PGR wants those responsible for hidden debts to be held financially responsible – AIM report
7:43 CAT | 29 Jan 2018
The Mozambican Attorney-General’s Office has asked the Administrative Tribunal, the body responsible for checking the legality of public expenditure, to hold financially responsible those public managers involved in what have become known as the “hidden debts”.
This term refers to the loans of over two billion US dollars contracted from the European banks Credit Suisse and VTB of Russia in 2013 and 2014 by the security-related companies Ematum (Mozambique Tuna Company), Proindicus and MAM (Mozambique Asset Management), with illicit guarantees issued by the government of the time, headed by President Armando Guebuza.
The PGR has been investigating possible crimes committed in the contracting of these loans. Key documents in this investigation are the independent audit of Ematum, Proindicus and MAM by Kroll Associates, widely considered the world’s foremost forensic auditing company, and the report by the commission set up by the Mozambican parliament, the Assembly of the Republic to investigate the loans and their guarantees.
A statement issued by the PGR on Monday said that during the investigations prosecutors have noted facts that may constitute financial crimes. These include disrespect for the ceiling set on government guarantees for loans laid down in the budget legislation (the guarantees smashed through the ceilings fixed in the budget laws of 2013 and 2014).

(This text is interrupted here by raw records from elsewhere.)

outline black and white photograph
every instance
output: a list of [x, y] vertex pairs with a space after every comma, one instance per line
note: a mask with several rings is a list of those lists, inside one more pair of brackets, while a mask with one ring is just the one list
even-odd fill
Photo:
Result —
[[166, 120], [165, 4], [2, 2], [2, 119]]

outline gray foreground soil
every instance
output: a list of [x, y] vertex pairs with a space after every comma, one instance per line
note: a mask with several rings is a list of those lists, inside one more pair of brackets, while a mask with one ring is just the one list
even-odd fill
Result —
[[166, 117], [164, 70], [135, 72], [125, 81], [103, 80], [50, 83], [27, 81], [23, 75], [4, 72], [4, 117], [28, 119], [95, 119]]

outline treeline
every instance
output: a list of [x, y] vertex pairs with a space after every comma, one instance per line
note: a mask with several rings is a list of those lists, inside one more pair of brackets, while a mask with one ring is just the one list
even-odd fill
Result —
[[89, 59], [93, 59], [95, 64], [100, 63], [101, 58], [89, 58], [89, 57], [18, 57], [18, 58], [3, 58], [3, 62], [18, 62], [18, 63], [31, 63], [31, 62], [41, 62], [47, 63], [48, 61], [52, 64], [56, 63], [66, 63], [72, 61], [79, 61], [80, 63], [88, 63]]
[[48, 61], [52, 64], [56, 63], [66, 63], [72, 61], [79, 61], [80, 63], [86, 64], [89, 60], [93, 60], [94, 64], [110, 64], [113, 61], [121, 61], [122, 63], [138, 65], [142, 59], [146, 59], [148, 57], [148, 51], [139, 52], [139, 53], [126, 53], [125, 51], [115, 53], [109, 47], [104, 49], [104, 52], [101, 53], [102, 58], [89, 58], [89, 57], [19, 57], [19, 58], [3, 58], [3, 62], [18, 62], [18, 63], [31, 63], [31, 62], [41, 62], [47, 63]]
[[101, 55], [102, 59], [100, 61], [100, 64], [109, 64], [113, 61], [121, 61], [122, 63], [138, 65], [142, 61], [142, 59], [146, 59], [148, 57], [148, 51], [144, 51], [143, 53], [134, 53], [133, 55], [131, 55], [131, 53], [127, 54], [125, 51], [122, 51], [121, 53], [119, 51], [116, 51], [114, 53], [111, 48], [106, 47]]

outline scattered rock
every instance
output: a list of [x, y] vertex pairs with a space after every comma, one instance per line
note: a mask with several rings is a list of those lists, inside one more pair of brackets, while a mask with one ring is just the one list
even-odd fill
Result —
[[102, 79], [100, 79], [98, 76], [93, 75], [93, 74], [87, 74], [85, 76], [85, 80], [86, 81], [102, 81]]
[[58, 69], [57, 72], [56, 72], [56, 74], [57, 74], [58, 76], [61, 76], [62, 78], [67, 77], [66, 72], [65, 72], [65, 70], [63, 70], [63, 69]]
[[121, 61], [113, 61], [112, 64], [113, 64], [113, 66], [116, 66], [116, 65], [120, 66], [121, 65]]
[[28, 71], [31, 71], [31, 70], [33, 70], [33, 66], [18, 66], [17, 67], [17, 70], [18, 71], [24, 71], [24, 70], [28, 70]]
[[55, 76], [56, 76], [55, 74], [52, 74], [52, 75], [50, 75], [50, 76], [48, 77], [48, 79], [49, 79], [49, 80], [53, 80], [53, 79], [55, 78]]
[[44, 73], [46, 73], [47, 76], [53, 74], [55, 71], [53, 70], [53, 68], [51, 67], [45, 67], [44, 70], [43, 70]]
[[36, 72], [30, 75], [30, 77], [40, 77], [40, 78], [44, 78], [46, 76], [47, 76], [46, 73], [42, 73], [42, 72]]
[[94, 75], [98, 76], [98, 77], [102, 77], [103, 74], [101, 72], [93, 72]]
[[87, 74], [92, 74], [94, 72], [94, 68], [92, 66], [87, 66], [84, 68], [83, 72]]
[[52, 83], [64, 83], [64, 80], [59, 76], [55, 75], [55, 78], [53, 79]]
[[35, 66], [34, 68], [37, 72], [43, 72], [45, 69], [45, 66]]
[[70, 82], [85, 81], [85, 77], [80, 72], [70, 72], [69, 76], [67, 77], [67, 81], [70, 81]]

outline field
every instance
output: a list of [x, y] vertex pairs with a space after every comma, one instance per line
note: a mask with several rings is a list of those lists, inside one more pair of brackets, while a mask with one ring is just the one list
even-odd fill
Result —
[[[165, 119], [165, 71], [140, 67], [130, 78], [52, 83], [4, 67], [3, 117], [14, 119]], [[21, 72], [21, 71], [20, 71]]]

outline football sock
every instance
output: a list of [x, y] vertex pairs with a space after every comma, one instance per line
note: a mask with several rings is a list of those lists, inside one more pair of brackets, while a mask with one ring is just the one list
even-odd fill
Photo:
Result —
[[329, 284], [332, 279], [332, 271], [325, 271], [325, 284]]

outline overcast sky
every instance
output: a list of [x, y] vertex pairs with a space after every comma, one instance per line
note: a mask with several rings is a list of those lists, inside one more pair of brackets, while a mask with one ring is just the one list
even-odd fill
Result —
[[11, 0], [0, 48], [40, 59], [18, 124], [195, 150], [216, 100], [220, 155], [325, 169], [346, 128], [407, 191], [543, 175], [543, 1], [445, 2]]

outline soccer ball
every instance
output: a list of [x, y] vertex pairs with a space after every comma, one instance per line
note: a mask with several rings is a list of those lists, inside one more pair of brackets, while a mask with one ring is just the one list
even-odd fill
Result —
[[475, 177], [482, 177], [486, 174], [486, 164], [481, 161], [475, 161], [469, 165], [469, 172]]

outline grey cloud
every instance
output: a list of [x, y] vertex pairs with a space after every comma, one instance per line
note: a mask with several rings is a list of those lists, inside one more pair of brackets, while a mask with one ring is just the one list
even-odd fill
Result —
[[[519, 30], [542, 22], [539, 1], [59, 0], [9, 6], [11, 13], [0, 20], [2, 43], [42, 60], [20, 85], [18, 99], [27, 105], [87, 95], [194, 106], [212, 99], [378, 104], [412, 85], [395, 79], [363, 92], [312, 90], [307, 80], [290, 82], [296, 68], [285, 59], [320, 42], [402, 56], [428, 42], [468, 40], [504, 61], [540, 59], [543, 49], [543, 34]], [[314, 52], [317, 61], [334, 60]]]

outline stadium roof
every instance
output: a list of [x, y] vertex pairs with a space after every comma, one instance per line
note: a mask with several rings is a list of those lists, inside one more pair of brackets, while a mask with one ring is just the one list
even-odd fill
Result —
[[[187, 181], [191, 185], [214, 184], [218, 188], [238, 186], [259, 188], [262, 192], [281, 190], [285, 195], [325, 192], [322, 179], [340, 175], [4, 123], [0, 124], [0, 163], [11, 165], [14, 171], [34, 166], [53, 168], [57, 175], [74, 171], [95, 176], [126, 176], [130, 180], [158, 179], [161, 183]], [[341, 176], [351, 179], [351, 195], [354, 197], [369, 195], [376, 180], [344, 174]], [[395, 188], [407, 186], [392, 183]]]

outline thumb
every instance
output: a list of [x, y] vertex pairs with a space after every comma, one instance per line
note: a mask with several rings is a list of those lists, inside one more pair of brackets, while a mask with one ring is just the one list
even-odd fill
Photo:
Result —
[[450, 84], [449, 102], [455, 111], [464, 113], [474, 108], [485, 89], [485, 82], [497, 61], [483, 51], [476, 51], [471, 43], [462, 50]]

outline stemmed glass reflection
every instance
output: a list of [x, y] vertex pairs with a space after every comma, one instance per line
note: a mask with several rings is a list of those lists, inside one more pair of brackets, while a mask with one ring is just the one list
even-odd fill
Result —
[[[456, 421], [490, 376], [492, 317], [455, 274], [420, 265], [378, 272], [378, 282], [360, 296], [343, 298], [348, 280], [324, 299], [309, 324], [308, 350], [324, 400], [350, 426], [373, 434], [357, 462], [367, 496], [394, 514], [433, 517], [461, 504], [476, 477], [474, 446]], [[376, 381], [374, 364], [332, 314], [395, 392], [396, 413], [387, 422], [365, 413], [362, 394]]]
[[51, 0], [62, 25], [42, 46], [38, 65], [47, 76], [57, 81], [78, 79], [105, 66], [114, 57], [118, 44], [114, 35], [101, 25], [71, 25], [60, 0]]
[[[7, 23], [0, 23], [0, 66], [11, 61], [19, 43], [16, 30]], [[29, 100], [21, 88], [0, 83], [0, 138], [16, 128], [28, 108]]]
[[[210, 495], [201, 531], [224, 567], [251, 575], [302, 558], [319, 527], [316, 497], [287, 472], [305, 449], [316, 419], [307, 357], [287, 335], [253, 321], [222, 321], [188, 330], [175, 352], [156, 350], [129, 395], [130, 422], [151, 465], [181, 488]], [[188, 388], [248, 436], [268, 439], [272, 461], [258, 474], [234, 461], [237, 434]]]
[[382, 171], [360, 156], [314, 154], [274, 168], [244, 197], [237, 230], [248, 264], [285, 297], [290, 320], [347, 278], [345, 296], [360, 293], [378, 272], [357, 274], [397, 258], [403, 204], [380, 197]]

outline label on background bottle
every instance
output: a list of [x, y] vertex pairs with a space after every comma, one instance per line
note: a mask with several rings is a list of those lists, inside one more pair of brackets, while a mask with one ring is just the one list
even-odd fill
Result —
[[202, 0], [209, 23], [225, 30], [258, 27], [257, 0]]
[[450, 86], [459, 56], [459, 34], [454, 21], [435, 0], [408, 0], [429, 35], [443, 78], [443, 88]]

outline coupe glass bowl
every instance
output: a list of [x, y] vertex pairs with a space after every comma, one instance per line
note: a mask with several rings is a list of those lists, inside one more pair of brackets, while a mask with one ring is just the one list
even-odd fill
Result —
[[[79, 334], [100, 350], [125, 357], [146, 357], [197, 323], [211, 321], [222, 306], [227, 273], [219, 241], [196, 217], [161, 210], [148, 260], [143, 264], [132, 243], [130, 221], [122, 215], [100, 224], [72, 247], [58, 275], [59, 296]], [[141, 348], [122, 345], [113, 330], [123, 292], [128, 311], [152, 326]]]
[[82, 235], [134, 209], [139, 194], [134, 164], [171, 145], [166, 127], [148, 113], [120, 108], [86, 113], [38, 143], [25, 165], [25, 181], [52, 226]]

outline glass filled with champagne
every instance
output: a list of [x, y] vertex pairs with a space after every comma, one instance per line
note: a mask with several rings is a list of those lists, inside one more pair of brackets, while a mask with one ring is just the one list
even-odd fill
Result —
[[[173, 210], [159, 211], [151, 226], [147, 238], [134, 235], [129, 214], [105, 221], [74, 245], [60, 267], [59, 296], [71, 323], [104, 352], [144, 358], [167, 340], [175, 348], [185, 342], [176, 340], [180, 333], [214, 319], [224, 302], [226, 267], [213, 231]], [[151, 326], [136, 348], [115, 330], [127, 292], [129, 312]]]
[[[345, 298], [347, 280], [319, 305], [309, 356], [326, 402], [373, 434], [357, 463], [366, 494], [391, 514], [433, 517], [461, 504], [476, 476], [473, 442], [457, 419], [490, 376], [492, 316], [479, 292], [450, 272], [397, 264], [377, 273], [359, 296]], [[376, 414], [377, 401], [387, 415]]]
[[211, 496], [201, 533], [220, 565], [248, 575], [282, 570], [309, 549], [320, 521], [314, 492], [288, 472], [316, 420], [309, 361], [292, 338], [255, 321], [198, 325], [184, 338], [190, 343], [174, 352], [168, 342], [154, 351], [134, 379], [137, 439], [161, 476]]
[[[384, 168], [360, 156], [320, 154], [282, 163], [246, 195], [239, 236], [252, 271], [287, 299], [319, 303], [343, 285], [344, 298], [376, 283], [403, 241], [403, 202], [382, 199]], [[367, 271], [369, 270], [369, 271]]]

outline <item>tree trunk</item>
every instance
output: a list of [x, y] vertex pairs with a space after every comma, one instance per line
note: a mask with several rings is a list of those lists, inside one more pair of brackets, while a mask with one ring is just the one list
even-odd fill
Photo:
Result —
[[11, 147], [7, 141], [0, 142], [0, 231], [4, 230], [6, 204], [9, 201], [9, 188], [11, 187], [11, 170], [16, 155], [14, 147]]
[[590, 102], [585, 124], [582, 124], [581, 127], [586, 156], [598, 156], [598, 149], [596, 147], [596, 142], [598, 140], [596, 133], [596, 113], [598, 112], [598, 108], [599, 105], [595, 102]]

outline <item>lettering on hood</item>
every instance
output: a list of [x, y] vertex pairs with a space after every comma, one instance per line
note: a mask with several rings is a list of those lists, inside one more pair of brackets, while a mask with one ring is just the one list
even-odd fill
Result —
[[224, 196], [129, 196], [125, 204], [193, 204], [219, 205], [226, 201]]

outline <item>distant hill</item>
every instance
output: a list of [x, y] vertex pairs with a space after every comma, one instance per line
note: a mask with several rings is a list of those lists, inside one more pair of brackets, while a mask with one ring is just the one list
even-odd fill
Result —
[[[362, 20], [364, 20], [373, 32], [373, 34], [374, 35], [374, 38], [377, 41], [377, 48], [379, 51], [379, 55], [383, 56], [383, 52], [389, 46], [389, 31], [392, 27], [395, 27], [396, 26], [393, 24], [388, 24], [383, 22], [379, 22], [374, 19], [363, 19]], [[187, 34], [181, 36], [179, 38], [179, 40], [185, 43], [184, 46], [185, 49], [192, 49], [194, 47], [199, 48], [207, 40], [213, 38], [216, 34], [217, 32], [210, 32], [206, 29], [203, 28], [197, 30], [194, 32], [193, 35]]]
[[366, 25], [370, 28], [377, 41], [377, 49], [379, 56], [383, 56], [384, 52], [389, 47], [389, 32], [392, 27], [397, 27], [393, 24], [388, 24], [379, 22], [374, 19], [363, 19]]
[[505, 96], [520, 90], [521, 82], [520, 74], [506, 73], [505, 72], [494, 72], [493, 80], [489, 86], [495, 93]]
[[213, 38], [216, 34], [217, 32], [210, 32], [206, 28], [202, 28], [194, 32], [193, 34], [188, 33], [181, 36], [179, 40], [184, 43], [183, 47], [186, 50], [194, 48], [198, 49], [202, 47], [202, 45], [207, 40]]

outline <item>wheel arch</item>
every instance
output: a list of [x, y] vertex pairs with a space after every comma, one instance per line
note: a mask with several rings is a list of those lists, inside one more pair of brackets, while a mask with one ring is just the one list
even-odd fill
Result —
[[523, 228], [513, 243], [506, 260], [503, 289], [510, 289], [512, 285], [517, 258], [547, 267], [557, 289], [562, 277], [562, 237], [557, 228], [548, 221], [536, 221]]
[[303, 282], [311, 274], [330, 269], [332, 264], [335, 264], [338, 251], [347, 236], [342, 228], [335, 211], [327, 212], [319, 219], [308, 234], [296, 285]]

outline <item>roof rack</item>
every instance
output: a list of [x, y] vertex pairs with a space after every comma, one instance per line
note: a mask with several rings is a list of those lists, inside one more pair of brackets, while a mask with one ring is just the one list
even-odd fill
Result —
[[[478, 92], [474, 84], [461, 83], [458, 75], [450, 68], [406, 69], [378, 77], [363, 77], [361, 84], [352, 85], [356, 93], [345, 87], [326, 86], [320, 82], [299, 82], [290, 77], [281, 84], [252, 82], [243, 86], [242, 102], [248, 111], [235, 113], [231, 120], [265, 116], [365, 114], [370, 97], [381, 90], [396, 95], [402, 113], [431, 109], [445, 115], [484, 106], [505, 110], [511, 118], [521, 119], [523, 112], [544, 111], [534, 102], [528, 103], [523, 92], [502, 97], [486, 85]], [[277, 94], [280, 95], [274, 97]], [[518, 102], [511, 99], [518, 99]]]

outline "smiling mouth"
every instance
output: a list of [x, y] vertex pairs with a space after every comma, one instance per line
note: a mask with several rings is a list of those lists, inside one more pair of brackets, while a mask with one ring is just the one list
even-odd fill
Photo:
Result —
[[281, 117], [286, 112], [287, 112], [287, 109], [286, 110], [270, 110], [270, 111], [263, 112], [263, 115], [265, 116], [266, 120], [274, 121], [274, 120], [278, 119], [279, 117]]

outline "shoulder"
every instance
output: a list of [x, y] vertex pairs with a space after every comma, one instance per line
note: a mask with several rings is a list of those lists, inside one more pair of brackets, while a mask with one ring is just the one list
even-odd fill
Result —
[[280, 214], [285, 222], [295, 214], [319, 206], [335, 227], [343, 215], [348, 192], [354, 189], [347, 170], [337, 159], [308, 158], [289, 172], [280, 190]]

There had also been “lack of observance of the legal procedures for contracting foreign financing and in contracting goods and services”. The goods and services for Ematum, Proindicus and MAM were provided by just one contractor, the Lebanese Privinvest Group.
The Kroll audit revealed invoicing procedures that were grossly inadequate. The invoices for the assets and services provided by Privinvest to each of the three companies were just a page long. Kroll says it spoke to an industry expert who said invoices should include a clear and detailed description of all the assets and services provided. “The invoices provided to Kroll do not supply sufficient detail to gain comfort that the documents accurately reflect the true price of these assets and services, and therefore do not allow accurate accounting records to be maintained by the company”, the audit report noted.
Kroll also found no sign that the inventory of assets required by the Mozambican Commercial Code had been kept, and the companies failed to provide Kroll with reliable balance sheet records – in breach of Article 60 of the Code which requires companies “to prepare an annual balance sheet of assets and liabilities during the first three months of the immediately following year, to enter it into the inventory and balance sheet records, and to duly sign it”.
Regardless of the Kroll audit, the three companies had a legal duty to publish audited accounts every year. There are accounts for Ematum for the 2013 and 2014 financial years, but nothing for 2015 or 2016 (and nothing at all for the other two companies).
The PGR also noted that the contracts and other acts had been carried out “without being submitted for the obligatory inspection by the competent bodies”. The main such body is the Administrative Tribunal.
The PGR announced that on Friday it submitted a denunciation to the Administrative Tribunal in order for the public managers involved in the scandal to be held financially responsible for their acts.
The statement does not name these managers – but one and the same person is chairperson of the board of all three companies. He is Antonio do Rosario, an official of the State Intelligence and Security Service (SISE), who has openly boasted of refusing to hand over data to the Kroll auditors, on the grounds of “national security”, and even of expelling the auditors from his office.
The man who signed most of the illegal government guarantees was the then Finance Minister, Manuel Chang – but he was supported by President Guebuza, who, when questioned by the Parliamentary Commission of Inquiry, defended the loans and guarantees, and said he would do the same thing again if necessary.
The PGR is also calling on the government and the Assembly to “improve the legislation on the state business sector so as to define clearly the nature and treatment of the various categories of companies in the sector and the mechanisms and limits on their expansion and their participation in the creation of other companies”.
Given the way in which the scandal of the “hidden debts” is justified by reference to national security, the PGR calls for “improvements in the legislation on state secrets”.
It also wants to see new regulations and manuals of procedures to govern the issuing of government guarantees, and a system to monitor all projects that receive guarantees. It suggests that an opinion from the PGR should be a legal requirement before any guarantees are issued.
Meanwhile, the investigations are continuing, and evidence is being collected inside the country and abroad. The PGR adds that there has been “a certain slowness” in the response to the PGR’s requests for assistance from foreign bodies under international cooperation agreements – and this “is compromising speed in reaching an outcome to the case”.